Cost-saving plans for schools ‘dangerous’

29 Mar 17

The government’s cost-saving plans for schools have been slammed as “dangerous” to education standards, the Public Accounts Committee has warned.

Today’s PAC report on the financial sustainability of schools comes during a period of “the most significant financial pressure” since the mid-1990s.

Funding per pupil is reducing in real terms as schools in England will have to find efficiency savings rising from £1.1bn in 2016-17 to £3bn by 2019-20 – an 8% cut in their total budget, according to the research

In the 2015 Spending Review, the government increased the core schools budget by 7.7% in cash terms, from £39.6bn in 2015–16 to £42.6bn in 2019–20. However, pupil numbers are expected to increase over the same period by 6.3%, from 7,262,000 in 2015–16 to 7,720,000 in 2019–20.

This means that the amount that schools receive per pupil will, on average, rise only by 1.3%, from £5,447 in 2015–16 to £5,519 in 2019–29; a real-terms reduction once inflation is taken into account.

Over this period the Department for Education believes schools can save £1.3bn through better procurement and a further £1.7bn by using staff more efficiently.

However, the PAC concluded the DfE “does not seem to understand the pressures that schools are already under” and is not well-placed to act quickly if efficiency measures threaten the quality of education and its outcomes.

Headteachers told the committee they have already made cuts in important areas and their ability to make further savings is limited.

The report was critical of the DfE’s reliance on existing information such as Ofsted inspections and exam results for judging the impact of savings and called for a better real-time method of monitoring the changes to school funding.

It is feared without adequate monitoring of the breadth of the curriculum and class sizes it won’t be possible for the government to identify and address declining standards.

The committee also raised concerns about the department’s savings estimates, which it states “do not properly consider the impact of policy changes on cost pressures” – for example, curriculum changes that require new textbooks and materials.

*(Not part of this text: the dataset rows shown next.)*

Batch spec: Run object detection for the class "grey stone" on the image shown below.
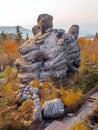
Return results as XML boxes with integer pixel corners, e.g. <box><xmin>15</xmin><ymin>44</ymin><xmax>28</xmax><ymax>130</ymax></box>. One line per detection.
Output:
<box><xmin>15</xmin><ymin>14</ymin><xmax>81</xmax><ymax>82</ymax></box>
<box><xmin>32</xmin><ymin>25</ymin><xmax>41</xmax><ymax>35</ymax></box>
<box><xmin>32</xmin><ymin>93</ymin><xmax>39</xmax><ymax>99</ymax></box>
<box><xmin>43</xmin><ymin>99</ymin><xmax>65</xmax><ymax>119</ymax></box>
<box><xmin>68</xmin><ymin>25</ymin><xmax>79</xmax><ymax>39</ymax></box>
<box><xmin>37</xmin><ymin>14</ymin><xmax>53</xmax><ymax>33</ymax></box>
<box><xmin>33</xmin><ymin>98</ymin><xmax>42</xmax><ymax>121</ymax></box>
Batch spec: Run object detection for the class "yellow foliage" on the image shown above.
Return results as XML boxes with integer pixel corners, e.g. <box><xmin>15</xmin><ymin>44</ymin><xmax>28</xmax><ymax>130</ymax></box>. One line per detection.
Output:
<box><xmin>1</xmin><ymin>83</ymin><xmax>16</xmax><ymax>103</ymax></box>
<box><xmin>71</xmin><ymin>122</ymin><xmax>90</xmax><ymax>130</ymax></box>
<box><xmin>42</xmin><ymin>77</ymin><xmax>50</xmax><ymax>89</ymax></box>
<box><xmin>90</xmin><ymin>54</ymin><xmax>97</xmax><ymax>62</ymax></box>
<box><xmin>2</xmin><ymin>40</ymin><xmax>19</xmax><ymax>59</ymax></box>
<box><xmin>60</xmin><ymin>88</ymin><xmax>82</xmax><ymax>106</ymax></box>
<box><xmin>2</xmin><ymin>83</ymin><xmax>14</xmax><ymax>97</ymax></box>
<box><xmin>30</xmin><ymin>77</ymin><xmax>40</xmax><ymax>88</ymax></box>
<box><xmin>20</xmin><ymin>99</ymin><xmax>33</xmax><ymax>113</ymax></box>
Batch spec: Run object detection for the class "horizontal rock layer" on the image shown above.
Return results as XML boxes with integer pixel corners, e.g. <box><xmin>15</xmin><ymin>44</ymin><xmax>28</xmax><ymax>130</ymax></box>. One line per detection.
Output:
<box><xmin>15</xmin><ymin>14</ymin><xmax>80</xmax><ymax>82</ymax></box>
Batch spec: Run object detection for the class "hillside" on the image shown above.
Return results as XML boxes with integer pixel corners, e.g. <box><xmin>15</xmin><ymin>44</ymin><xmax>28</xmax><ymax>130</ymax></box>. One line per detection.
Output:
<box><xmin>0</xmin><ymin>26</ymin><xmax>32</xmax><ymax>38</ymax></box>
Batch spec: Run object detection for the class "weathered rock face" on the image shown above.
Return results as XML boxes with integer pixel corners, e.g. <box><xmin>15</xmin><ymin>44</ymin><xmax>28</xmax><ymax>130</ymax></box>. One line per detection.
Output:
<box><xmin>15</xmin><ymin>14</ymin><xmax>80</xmax><ymax>82</ymax></box>
<box><xmin>43</xmin><ymin>99</ymin><xmax>65</xmax><ymax>119</ymax></box>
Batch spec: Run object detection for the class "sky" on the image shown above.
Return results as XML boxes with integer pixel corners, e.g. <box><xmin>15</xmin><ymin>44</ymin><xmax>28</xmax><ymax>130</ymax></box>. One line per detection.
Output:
<box><xmin>0</xmin><ymin>0</ymin><xmax>98</xmax><ymax>27</ymax></box>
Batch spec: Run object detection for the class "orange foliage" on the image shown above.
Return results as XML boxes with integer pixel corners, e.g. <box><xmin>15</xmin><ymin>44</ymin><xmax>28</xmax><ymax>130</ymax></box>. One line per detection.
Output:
<box><xmin>2</xmin><ymin>40</ymin><xmax>19</xmax><ymax>59</ymax></box>
<box><xmin>20</xmin><ymin>99</ymin><xmax>33</xmax><ymax>113</ymax></box>
<box><xmin>30</xmin><ymin>77</ymin><xmax>40</xmax><ymax>88</ymax></box>
<box><xmin>60</xmin><ymin>88</ymin><xmax>82</xmax><ymax>106</ymax></box>
<box><xmin>78</xmin><ymin>37</ymin><xmax>98</xmax><ymax>63</ymax></box>
<box><xmin>70</xmin><ymin>122</ymin><xmax>90</xmax><ymax>130</ymax></box>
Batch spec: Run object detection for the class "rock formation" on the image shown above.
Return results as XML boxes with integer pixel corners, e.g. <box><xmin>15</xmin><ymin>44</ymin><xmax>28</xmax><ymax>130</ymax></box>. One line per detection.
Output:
<box><xmin>15</xmin><ymin>14</ymin><xmax>80</xmax><ymax>82</ymax></box>
<box><xmin>43</xmin><ymin>99</ymin><xmax>65</xmax><ymax>119</ymax></box>
<box><xmin>15</xmin><ymin>14</ymin><xmax>80</xmax><ymax>121</ymax></box>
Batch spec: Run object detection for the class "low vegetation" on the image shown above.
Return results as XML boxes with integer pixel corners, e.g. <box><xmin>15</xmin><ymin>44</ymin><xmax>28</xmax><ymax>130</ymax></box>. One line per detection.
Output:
<box><xmin>0</xmin><ymin>34</ymin><xmax>98</xmax><ymax>130</ymax></box>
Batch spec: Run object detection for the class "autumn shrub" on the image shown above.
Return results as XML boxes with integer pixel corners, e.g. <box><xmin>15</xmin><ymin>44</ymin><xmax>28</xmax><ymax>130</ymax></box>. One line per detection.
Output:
<box><xmin>1</xmin><ymin>83</ymin><xmax>16</xmax><ymax>105</ymax></box>
<box><xmin>20</xmin><ymin>99</ymin><xmax>33</xmax><ymax>113</ymax></box>
<box><xmin>60</xmin><ymin>88</ymin><xmax>82</xmax><ymax>106</ymax></box>
<box><xmin>75</xmin><ymin>66</ymin><xmax>98</xmax><ymax>93</ymax></box>
<box><xmin>88</xmin><ymin>105</ymin><xmax>98</xmax><ymax>126</ymax></box>
<box><xmin>2</xmin><ymin>40</ymin><xmax>19</xmax><ymax>60</ymax></box>
<box><xmin>30</xmin><ymin>77</ymin><xmax>40</xmax><ymax>88</ymax></box>
<box><xmin>0</xmin><ymin>120</ymin><xmax>27</xmax><ymax>130</ymax></box>
<box><xmin>70</xmin><ymin>121</ymin><xmax>90</xmax><ymax>130</ymax></box>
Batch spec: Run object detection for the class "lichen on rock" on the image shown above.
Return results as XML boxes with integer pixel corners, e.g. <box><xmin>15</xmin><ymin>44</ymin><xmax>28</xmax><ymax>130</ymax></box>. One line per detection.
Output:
<box><xmin>15</xmin><ymin>14</ymin><xmax>80</xmax><ymax>82</ymax></box>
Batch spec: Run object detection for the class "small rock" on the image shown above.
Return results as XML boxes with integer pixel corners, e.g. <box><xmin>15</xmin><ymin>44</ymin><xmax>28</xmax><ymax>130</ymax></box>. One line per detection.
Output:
<box><xmin>43</xmin><ymin>99</ymin><xmax>65</xmax><ymax>119</ymax></box>
<box><xmin>33</xmin><ymin>98</ymin><xmax>42</xmax><ymax>121</ymax></box>
<box><xmin>32</xmin><ymin>93</ymin><xmax>39</xmax><ymax>99</ymax></box>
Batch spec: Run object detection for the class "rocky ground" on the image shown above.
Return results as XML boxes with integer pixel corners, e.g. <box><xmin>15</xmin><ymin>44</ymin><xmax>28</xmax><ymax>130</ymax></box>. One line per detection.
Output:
<box><xmin>15</xmin><ymin>14</ymin><xmax>80</xmax><ymax>120</ymax></box>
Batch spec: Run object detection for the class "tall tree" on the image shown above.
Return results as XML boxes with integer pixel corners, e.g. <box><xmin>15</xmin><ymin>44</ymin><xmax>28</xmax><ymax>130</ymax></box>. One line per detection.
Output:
<box><xmin>16</xmin><ymin>26</ymin><xmax>23</xmax><ymax>43</ymax></box>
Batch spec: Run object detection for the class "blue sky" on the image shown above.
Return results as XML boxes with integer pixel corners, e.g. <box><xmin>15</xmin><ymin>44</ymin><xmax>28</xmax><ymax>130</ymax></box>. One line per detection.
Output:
<box><xmin>0</xmin><ymin>0</ymin><xmax>98</xmax><ymax>27</ymax></box>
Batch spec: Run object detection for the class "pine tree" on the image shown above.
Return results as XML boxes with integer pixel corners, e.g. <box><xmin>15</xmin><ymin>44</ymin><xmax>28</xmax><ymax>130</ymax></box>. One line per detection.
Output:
<box><xmin>16</xmin><ymin>26</ymin><xmax>23</xmax><ymax>43</ymax></box>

Another issue mentioned was Whitehall’s apparent inability to learn lessons from previous cost saving efforts, “in particular from how over-ambitious efficiency targets in the NHS proved counter-productive”.

Meg Hillier, chair of the PAC, said: “Pupils’ futures are at risk if the Department for Education fails to act on the warnings in our report.

“It sets out more evidence of what increasingly appears to be a collective delusion in government about the scope for further efficiency savings in public services.”

She added: “Grand plans drawn up in Whitehall are dangerous if they are implemented without regard to real-world consequences and we will expect to see measures to address our concerns as a matter of urgency.”

The report warned that staff accounted for three quarters of schools’ spending and it would be difficult to achieve savings on that front without detrimental effects on the quality of education and educational outcomes.

The committee added that the government had yet to publish its assessment of the withdrawal of the Education Services Grant, which funded the education services that local authorities provide to maintained schools.

It will be phased out by 2018/19, saving £615m per year, with around £190m expected to be returned to schools by the DfE.

Malcolm Trobe, interim general secretary of the Association of School and College Leaders, echoed the view that the government did not understand the financial pressures faced by schools, adding “the DfE has buried its head in the sand over this issue and resorts to repeatedly stating that school spending is at record levels when it is fully aware that this is only because of rising pupil numbers."

He said the DfE’s expectation of further efficiency savings were “simply unrealistic” without jeopardising school standards.